# Zignature?



## BlueDiamond (Mar 18, 2013)

I have never heard of it until just tonight when a random dog person I talked to while we were out mentioned it. I looked it up and I think it looks good. I think my pup is starting to show a food allergy, switched to grain free about a month ago but dont seem to be getting better. Shes about 4 and a half months , and has a couple of small bald kinda red spots on her. Ive been thinking about switching to a fished based all life stages, and finding 1 with peas instead of potatoes would be good. Anyone know anything about this brand, or have any suggestions for me?


----------



## taquitos (Oct 18, 2012)

Sometimes it will take over a month for your dog to recover. Do you notice her scratching still? What made you suspect allergies to begin with? And is the current food made with the same animal protein as the old food?

The food seems pretty good. You could definitely give it a shot.


----------



## Shell (Oct 19, 2009)

You have a blue pit bull puppy right? Pit bulls seem to have really sensitive skin, especially the puppies, and blue ones even more sensitive skin.

I'd suggest getting her checked at the vets and having a skin scraping to rule out ringworm (which looks generally like small round bald hairless itchy spots and is contagious to humans) and Demodetic mange (which can appear as small bald patches, thinning hair and red bumps). 
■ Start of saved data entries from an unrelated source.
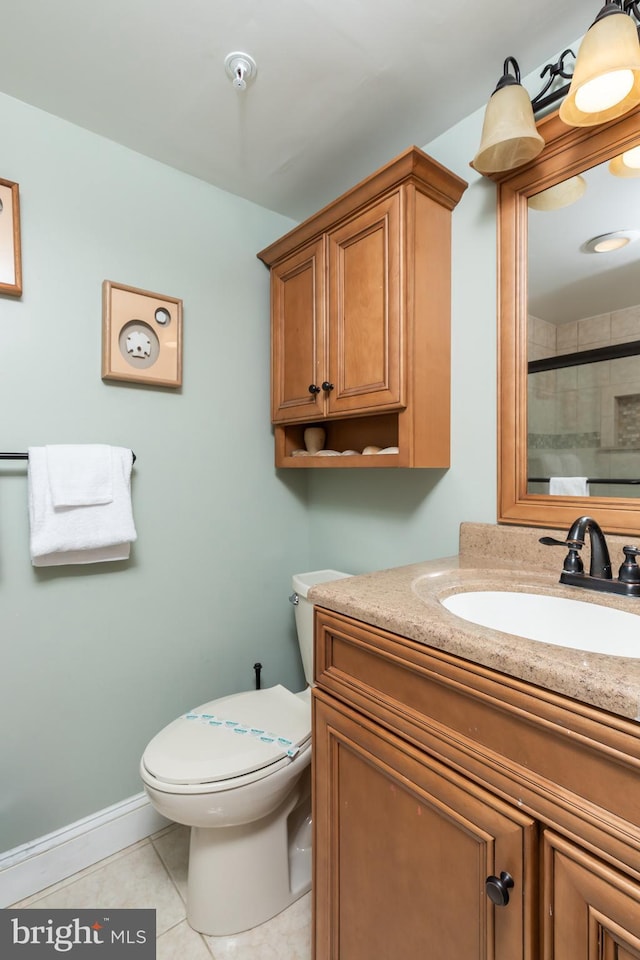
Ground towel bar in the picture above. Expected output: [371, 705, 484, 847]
[528, 476, 639, 485]
[0, 451, 137, 463]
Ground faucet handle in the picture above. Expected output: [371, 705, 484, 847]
[539, 536, 584, 574]
[618, 546, 640, 584]
[539, 536, 580, 548]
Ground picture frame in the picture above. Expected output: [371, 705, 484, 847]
[0, 179, 22, 297]
[102, 280, 183, 388]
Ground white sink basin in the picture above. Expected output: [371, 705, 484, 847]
[441, 591, 640, 657]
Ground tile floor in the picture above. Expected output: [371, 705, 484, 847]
[11, 824, 311, 959]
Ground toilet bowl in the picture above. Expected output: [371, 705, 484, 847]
[140, 569, 350, 936]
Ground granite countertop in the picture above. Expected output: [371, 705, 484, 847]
[308, 522, 640, 722]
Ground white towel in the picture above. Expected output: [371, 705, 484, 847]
[549, 476, 590, 496]
[46, 444, 113, 506]
[32, 543, 131, 567]
[28, 445, 137, 566]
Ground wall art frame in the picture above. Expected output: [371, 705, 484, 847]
[102, 280, 183, 388]
[0, 178, 22, 297]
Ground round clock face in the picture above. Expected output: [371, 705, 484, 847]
[118, 320, 160, 369]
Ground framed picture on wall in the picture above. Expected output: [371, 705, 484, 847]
[102, 280, 183, 388]
[0, 179, 22, 297]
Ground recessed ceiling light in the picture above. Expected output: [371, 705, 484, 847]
[582, 230, 640, 253]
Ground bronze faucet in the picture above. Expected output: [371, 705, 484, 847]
[540, 516, 640, 598]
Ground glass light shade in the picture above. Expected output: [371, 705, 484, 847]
[472, 83, 544, 175]
[609, 143, 640, 176]
[527, 175, 587, 210]
[559, 10, 640, 126]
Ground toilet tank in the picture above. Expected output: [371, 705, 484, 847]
[291, 570, 351, 687]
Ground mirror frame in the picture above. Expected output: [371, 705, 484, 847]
[495, 104, 640, 536]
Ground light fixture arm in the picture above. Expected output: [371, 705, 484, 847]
[623, 0, 640, 23]
[491, 49, 576, 118]
[531, 48, 576, 113]
[597, 1, 640, 30]
[495, 1, 640, 117]
[596, 0, 640, 19]
[494, 56, 522, 90]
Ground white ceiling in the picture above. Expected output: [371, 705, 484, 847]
[0, 0, 592, 220]
[529, 161, 640, 326]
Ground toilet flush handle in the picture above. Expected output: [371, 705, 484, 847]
[289, 592, 299, 606]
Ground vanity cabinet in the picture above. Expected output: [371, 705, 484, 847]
[543, 832, 640, 958]
[258, 147, 467, 468]
[312, 607, 640, 959]
[313, 694, 536, 959]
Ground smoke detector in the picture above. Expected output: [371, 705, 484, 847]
[224, 52, 257, 91]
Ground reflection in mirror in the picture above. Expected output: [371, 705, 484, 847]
[497, 106, 640, 535]
[527, 145, 640, 499]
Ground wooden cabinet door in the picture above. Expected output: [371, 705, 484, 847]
[313, 692, 537, 960]
[326, 191, 404, 417]
[271, 238, 326, 423]
[543, 832, 640, 959]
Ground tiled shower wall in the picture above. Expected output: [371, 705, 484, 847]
[528, 304, 640, 497]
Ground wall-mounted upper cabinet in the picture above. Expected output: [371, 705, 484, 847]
[269, 192, 402, 424]
[258, 147, 467, 468]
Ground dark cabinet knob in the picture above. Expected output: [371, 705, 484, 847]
[485, 871, 514, 906]
[308, 384, 321, 395]
[321, 381, 334, 392]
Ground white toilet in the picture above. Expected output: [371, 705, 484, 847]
[140, 569, 350, 936]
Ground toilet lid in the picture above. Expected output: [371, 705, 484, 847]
[142, 685, 311, 785]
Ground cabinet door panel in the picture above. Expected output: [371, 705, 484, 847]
[543, 832, 640, 960]
[313, 692, 536, 960]
[327, 192, 403, 416]
[271, 239, 325, 422]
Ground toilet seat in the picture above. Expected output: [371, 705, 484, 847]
[141, 685, 311, 789]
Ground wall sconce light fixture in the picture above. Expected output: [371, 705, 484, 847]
[473, 1, 640, 176]
[560, 2, 640, 126]
[472, 56, 558, 175]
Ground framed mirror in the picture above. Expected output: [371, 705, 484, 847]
[497, 104, 640, 535]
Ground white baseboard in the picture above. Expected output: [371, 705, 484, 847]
[0, 793, 170, 907]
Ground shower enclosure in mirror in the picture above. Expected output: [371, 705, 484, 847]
[497, 104, 640, 535]
[528, 152, 640, 499]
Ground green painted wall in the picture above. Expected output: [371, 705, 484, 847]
[308, 110, 499, 574]
[0, 93, 311, 850]
[0, 89, 501, 854]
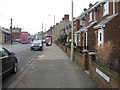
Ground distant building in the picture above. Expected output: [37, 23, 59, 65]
[12, 27, 21, 40]
[34, 32, 43, 40]
[0, 26, 11, 44]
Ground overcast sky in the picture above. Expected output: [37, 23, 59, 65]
[0, 0, 98, 35]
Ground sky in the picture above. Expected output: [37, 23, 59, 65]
[0, 0, 98, 35]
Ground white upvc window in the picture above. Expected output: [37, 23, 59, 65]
[74, 34, 77, 46]
[103, 1, 109, 16]
[98, 29, 104, 46]
[89, 12, 92, 22]
[77, 34, 81, 42]
[80, 19, 82, 26]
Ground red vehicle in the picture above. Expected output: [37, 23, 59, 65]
[20, 31, 29, 44]
[46, 36, 52, 46]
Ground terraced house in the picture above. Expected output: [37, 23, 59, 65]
[74, 0, 120, 88]
[58, 0, 120, 88]
[75, 0, 120, 58]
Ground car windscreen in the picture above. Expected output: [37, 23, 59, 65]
[32, 41, 42, 44]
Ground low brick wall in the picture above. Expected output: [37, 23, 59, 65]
[62, 45, 67, 52]
[57, 43, 120, 88]
[74, 51, 84, 68]
[89, 59, 120, 88]
[58, 43, 88, 70]
[66, 46, 71, 57]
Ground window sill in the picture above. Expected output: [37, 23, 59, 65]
[102, 13, 109, 17]
[89, 19, 92, 23]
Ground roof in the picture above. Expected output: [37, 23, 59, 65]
[57, 20, 71, 31]
[0, 28, 11, 34]
[86, 21, 97, 28]
[75, 21, 97, 34]
[94, 13, 119, 29]
[74, 0, 108, 21]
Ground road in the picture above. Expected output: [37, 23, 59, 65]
[2, 43, 43, 88]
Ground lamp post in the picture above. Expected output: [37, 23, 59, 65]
[10, 18, 12, 45]
[71, 0, 74, 61]
[48, 15, 56, 41]
[48, 15, 55, 25]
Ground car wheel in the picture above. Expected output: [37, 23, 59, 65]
[13, 62, 18, 73]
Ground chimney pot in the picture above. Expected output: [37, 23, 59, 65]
[64, 14, 69, 20]
[62, 18, 64, 21]
[89, 3, 93, 7]
[84, 8, 87, 11]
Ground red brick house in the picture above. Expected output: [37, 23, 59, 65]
[12, 27, 21, 41]
[75, 0, 120, 56]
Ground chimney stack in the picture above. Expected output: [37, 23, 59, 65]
[62, 18, 64, 21]
[89, 3, 93, 8]
[56, 23, 59, 25]
[84, 8, 87, 11]
[64, 14, 69, 20]
[50, 26, 53, 29]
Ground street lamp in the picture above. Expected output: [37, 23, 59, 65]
[48, 15, 56, 41]
[48, 15, 55, 26]
[71, 0, 74, 61]
[10, 18, 13, 45]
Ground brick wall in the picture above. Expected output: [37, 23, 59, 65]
[74, 51, 84, 68]
[67, 46, 71, 56]
[104, 15, 120, 59]
[87, 27, 96, 51]
[12, 33, 20, 40]
[89, 60, 120, 88]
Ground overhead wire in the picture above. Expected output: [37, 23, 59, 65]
[0, 12, 10, 20]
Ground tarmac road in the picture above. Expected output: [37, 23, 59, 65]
[2, 43, 43, 89]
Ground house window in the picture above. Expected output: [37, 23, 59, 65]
[78, 34, 81, 42]
[103, 1, 109, 16]
[98, 29, 104, 46]
[80, 19, 82, 26]
[89, 12, 92, 22]
[100, 33, 102, 41]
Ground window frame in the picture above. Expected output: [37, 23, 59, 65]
[103, 1, 109, 16]
[98, 29, 104, 46]
[89, 12, 93, 22]
[80, 19, 83, 26]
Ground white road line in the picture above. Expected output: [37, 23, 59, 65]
[25, 64, 29, 67]
[20, 68, 24, 72]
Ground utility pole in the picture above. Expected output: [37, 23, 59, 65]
[42, 23, 43, 40]
[10, 18, 12, 45]
[71, 0, 74, 61]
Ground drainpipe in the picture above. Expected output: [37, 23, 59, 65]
[113, 0, 115, 15]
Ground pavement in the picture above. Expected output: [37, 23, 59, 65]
[8, 43, 99, 88]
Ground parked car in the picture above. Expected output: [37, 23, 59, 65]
[31, 40, 43, 51]
[0, 47, 18, 78]
[42, 39, 46, 43]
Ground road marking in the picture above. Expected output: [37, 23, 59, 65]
[85, 70, 89, 75]
[25, 64, 29, 67]
[20, 68, 24, 72]
[28, 60, 32, 64]
[38, 55, 45, 58]
[49, 65, 54, 67]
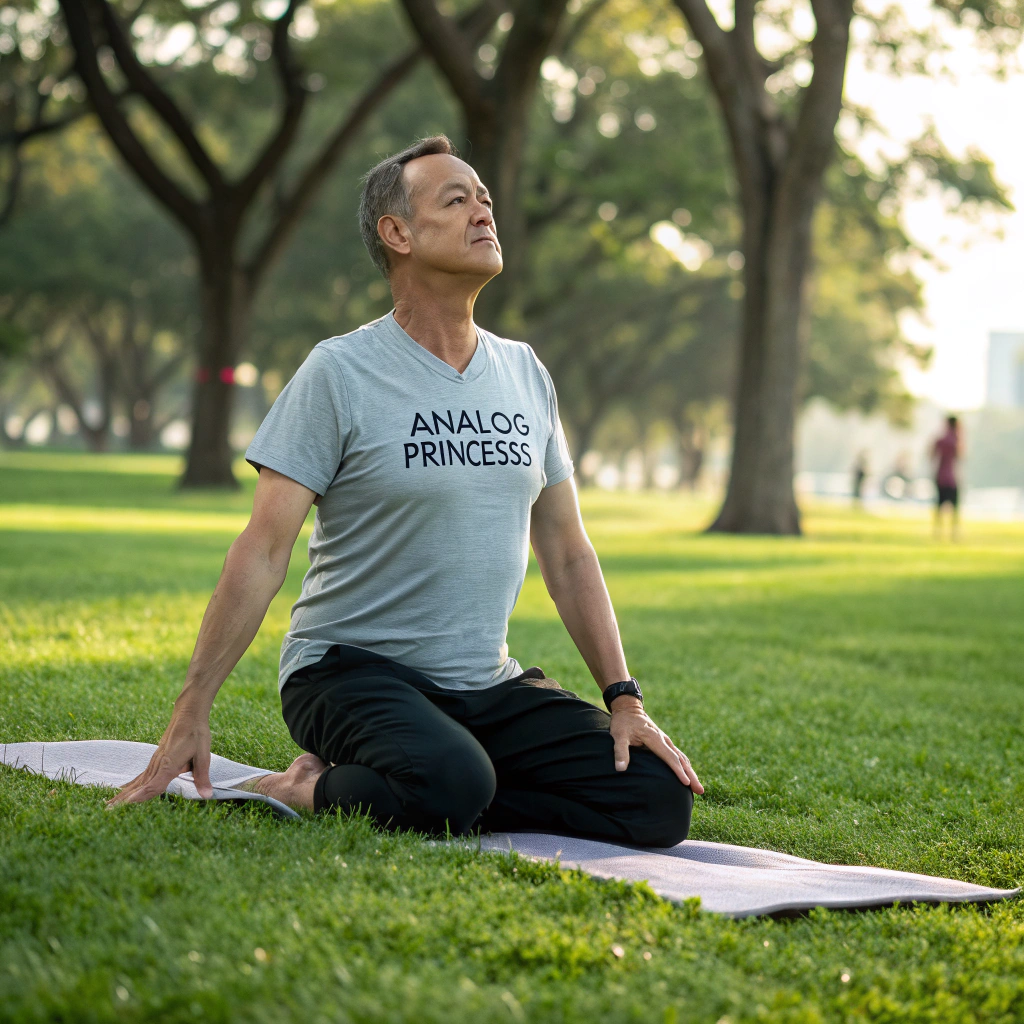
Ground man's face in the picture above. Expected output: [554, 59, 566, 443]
[386, 154, 502, 280]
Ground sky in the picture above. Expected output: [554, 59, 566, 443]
[843, 2, 1024, 411]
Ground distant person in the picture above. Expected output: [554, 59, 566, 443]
[851, 451, 869, 507]
[932, 415, 962, 539]
[107, 135, 701, 844]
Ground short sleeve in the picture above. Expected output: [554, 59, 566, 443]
[245, 344, 351, 496]
[532, 352, 574, 489]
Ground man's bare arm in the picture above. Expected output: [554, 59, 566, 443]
[530, 478, 703, 793]
[107, 468, 317, 806]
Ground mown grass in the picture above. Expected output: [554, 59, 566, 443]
[1, 449, 1023, 1024]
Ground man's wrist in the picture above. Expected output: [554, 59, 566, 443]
[609, 694, 644, 713]
[174, 683, 215, 717]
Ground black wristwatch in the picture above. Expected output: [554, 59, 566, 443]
[603, 677, 643, 710]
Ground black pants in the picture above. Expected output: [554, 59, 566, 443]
[281, 645, 693, 848]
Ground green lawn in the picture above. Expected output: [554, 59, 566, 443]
[2, 449, 1023, 1024]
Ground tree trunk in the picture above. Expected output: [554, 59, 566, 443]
[668, 0, 851, 535]
[180, 250, 250, 488]
[707, 182, 816, 534]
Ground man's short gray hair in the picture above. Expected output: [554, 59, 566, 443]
[359, 135, 459, 279]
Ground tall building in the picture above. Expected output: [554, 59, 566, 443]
[986, 332, 1024, 409]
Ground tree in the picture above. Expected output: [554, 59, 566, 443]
[1, 119, 193, 450]
[0, 0, 94, 225]
[666, 0, 1020, 532]
[50, 0, 499, 485]
[508, 0, 927, 477]
[397, 0, 586, 329]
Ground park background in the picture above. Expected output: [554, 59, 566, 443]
[2, 0, 1024, 1020]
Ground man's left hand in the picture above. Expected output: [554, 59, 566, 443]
[609, 697, 704, 793]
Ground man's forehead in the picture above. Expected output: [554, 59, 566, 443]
[403, 154, 486, 197]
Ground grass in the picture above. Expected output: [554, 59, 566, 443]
[1, 448, 1023, 1023]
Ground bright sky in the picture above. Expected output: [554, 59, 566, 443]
[844, 1, 1024, 410]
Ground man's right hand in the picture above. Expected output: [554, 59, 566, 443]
[106, 704, 214, 806]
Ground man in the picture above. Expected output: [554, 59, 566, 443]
[932, 414, 962, 540]
[111, 136, 702, 847]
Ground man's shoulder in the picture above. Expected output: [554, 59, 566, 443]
[478, 327, 547, 375]
[314, 314, 393, 362]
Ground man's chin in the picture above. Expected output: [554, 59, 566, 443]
[467, 252, 503, 279]
[421, 251, 502, 280]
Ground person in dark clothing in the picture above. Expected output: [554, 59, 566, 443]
[932, 415, 962, 540]
[851, 451, 869, 507]
[107, 136, 702, 848]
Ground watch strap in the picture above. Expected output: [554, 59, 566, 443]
[603, 677, 643, 710]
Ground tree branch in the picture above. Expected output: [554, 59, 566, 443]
[57, 0, 202, 236]
[87, 0, 225, 191]
[494, 0, 568, 106]
[232, 0, 309, 212]
[731, 0, 766, 90]
[553, 0, 611, 59]
[244, 0, 500, 287]
[785, 0, 851, 186]
[671, 0, 737, 91]
[2, 106, 91, 148]
[671, 0, 770, 208]
[397, 0, 487, 115]
[244, 45, 420, 286]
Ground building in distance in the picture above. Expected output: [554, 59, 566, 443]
[986, 331, 1024, 409]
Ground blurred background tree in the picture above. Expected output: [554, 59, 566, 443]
[3, 0, 503, 484]
[0, 0, 1020, 523]
[666, 0, 1019, 532]
[1, 120, 193, 450]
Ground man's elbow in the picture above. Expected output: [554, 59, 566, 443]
[541, 537, 599, 591]
[227, 528, 291, 590]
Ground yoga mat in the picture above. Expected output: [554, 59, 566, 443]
[3, 741, 1017, 917]
[478, 832, 1018, 918]
[1, 740, 300, 820]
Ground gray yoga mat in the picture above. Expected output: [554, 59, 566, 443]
[3, 740, 1017, 917]
[1, 739, 300, 820]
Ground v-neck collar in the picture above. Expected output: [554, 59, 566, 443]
[382, 309, 489, 384]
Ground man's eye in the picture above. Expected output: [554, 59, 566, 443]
[450, 197, 464, 204]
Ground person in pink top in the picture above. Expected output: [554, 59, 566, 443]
[932, 415, 962, 539]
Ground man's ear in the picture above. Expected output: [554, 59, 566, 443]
[378, 215, 412, 260]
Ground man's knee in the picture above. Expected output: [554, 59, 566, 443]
[408, 737, 496, 835]
[624, 756, 694, 848]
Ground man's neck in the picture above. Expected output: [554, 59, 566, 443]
[392, 284, 481, 375]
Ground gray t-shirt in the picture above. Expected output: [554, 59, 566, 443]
[245, 310, 574, 691]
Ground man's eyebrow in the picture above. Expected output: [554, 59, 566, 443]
[437, 178, 491, 200]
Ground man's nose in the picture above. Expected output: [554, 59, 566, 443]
[472, 200, 494, 226]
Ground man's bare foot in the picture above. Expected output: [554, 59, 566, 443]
[235, 753, 328, 812]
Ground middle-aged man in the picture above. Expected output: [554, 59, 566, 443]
[111, 135, 703, 847]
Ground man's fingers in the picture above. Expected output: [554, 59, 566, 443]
[106, 770, 162, 808]
[683, 760, 704, 795]
[105, 753, 185, 807]
[650, 732, 692, 786]
[191, 746, 214, 799]
[116, 777, 170, 805]
[660, 734, 705, 794]
[613, 734, 630, 772]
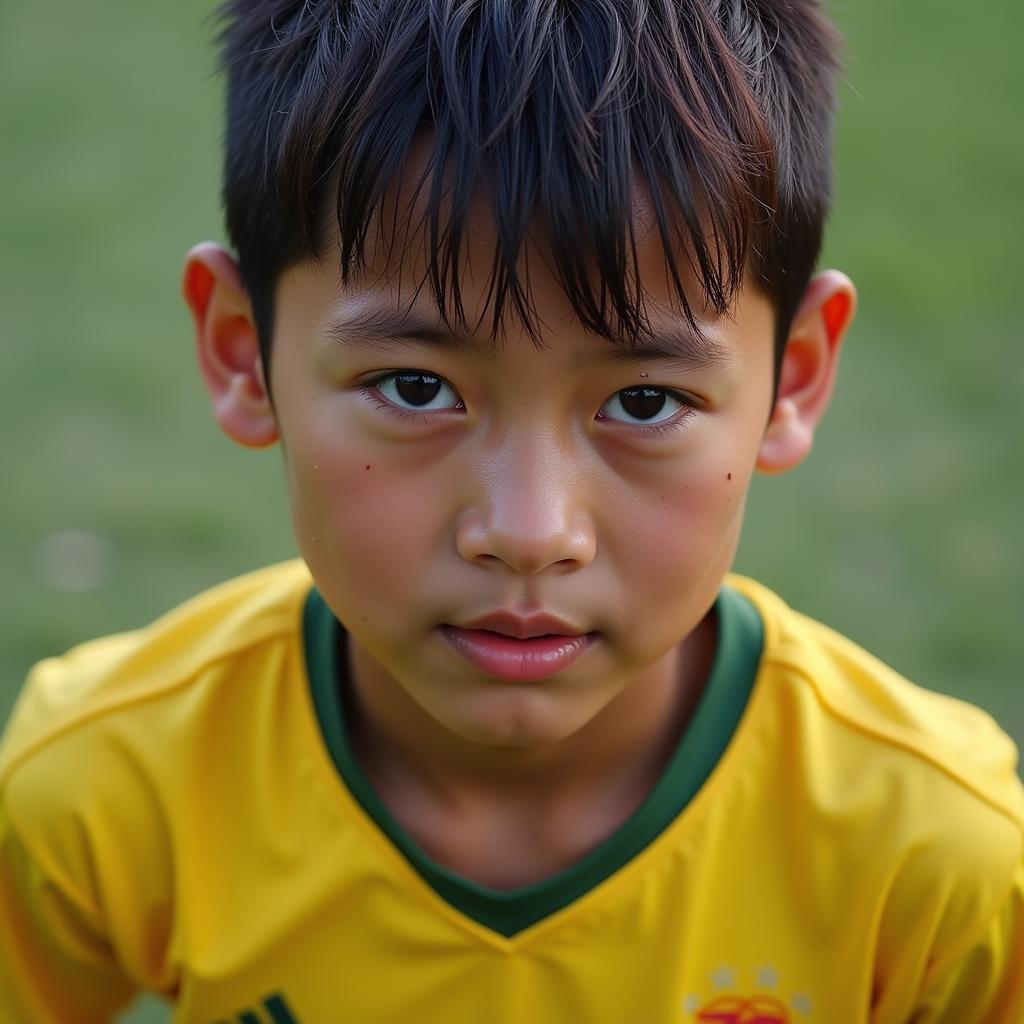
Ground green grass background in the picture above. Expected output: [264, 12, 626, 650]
[1, 2, 1020, 1020]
A special shampoo can help a lot- Micro Tek anti-itch shampoo or there's one that vets prescribed that is a benzoil (sp?) peroxide shampoo for raw or broken skin (I've been using this on the current mange puppy and its great on her skin)

Switching to something fish based might be good, I'd be surprised if potatos are the problem. Earthborn Coastal Catch is fish based, it does have potatos and peas but it doesn't have chicken fats. The ash content is lower than the other Earthborn formulas which tend to be overly high.


----------



## BlueDiamond (Mar 18, 2013)

She is on acana wild prairie now, and I just bought a bag of pacifica. Im going to start switching her over today. I like acana because of the real meat %, and her stool is fine. The person who told me about zignatures, her dogs have a lot of allergies and do great on that food. The ingredient list looks like it doesnt have much real meat and a lot of peas (no grain, no potato, no chicken). Its a fairly new company, and im curious to know what others think of it.


----------



## TinyTails (May 16, 2011)

http://www.dogfoodadvisor.com/forums/topic/grain-and-potato-free-dog-foods/

Here's a list of grain free and potato free foods. My dog is also very sensitive to white potato, sweet potato, etc anything that feeds yeast


----------



## TinyTails (May 16, 2011)

The arcana Pacifica made my pup itch like crazy


----------



## GrinningDog (Mar 26, 2010)

Zignature was recommended to me as an alternative to Taste of the Wild, and the ingredients do seem similar. I'd feed it, but it's expensive around here.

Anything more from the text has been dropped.